“biblioteca não podia ser ameaçada por nenhuma força
terrena, era, portanto, uma coisa viva… Mas, se era viva,
por que não devia se abrir ao risco do conhecimento?”
Umberto Eco
Parece-me que Umberto Eco estava corretíssimo ao colocar na fala de Adso de Melk, seu narrador em O Nome da Rosa, estas palavras. A criação da Agência de Bibliotecas e Coleções Digitas (ABCD USP) tem por motivo o fato de que as bibliotecas, por mais que sejam desconhecidas da maioria da sociedade, são vivas, corpos que pulsam. De forma que sua valorização é o reconhecimento da vida, logo, da ciência. A biblioteca viva é descortínio do conhecimento encerrado e, nesse sentido, se coaduna com a função da universidade: disseminar o conhecimento em todas as suas formas e modos.
A maioria das pessoas tem as bibliotecas apenas como lugares em que os livros estão depositados. Seriam o reino do silêncio onde a ideia de um universo estático parece regra pétrea. Guardariam em si somente a palavra escrita/impressa no papel em branco – uma questão importante para o processo criativo de Stéphane Mallarmé, porém absolutamente apartada de quais sejam as funções e objetivos da biblioteca hoje.

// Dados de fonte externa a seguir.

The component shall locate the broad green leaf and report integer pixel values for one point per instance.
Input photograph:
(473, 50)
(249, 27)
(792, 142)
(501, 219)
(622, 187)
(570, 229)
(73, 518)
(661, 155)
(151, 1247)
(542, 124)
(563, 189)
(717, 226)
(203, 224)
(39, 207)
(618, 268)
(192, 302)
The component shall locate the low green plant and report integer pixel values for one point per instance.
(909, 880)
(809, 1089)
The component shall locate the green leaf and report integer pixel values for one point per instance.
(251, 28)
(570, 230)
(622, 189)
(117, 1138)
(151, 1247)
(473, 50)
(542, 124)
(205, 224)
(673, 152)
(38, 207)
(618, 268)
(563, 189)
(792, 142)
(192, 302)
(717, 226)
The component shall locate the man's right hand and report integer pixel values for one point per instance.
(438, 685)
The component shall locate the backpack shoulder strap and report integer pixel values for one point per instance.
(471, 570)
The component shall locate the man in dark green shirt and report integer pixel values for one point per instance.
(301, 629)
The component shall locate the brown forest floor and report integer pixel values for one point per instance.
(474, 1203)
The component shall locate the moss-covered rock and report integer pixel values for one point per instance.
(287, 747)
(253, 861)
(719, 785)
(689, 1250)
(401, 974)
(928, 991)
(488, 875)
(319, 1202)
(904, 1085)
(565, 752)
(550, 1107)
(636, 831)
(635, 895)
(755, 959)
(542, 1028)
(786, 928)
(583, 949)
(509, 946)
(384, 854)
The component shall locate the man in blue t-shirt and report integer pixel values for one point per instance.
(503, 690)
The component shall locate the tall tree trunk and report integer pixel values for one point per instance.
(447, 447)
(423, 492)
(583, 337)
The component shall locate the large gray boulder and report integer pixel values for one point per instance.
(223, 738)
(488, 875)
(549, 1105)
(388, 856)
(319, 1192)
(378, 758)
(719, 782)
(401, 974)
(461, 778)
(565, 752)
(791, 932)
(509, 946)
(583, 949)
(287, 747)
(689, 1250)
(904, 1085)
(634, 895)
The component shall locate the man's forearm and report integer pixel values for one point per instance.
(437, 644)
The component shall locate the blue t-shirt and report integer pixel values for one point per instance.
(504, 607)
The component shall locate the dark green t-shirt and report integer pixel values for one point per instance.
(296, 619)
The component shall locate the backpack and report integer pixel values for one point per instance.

Pois é… as bibliotecas são muito, muito mais que isso. São repositórios sofisticados de conhecimento, saberes mediados por coleções de variada ordem: o papel, o digital, o magnético, a película, a imagem, o som, o dado bibliométrico, a produção acadêmica em todos os seus sentidos – documentos e monumentos – penso em Jacques Le Goff. E tudo isso, no caso das universidades, está a serviço da difusão do conhecimento, do apoio ao ensino de graduação e de pós-graduação e do fomento à pesquisa desde a iniciação científica até o pós-doutoramento.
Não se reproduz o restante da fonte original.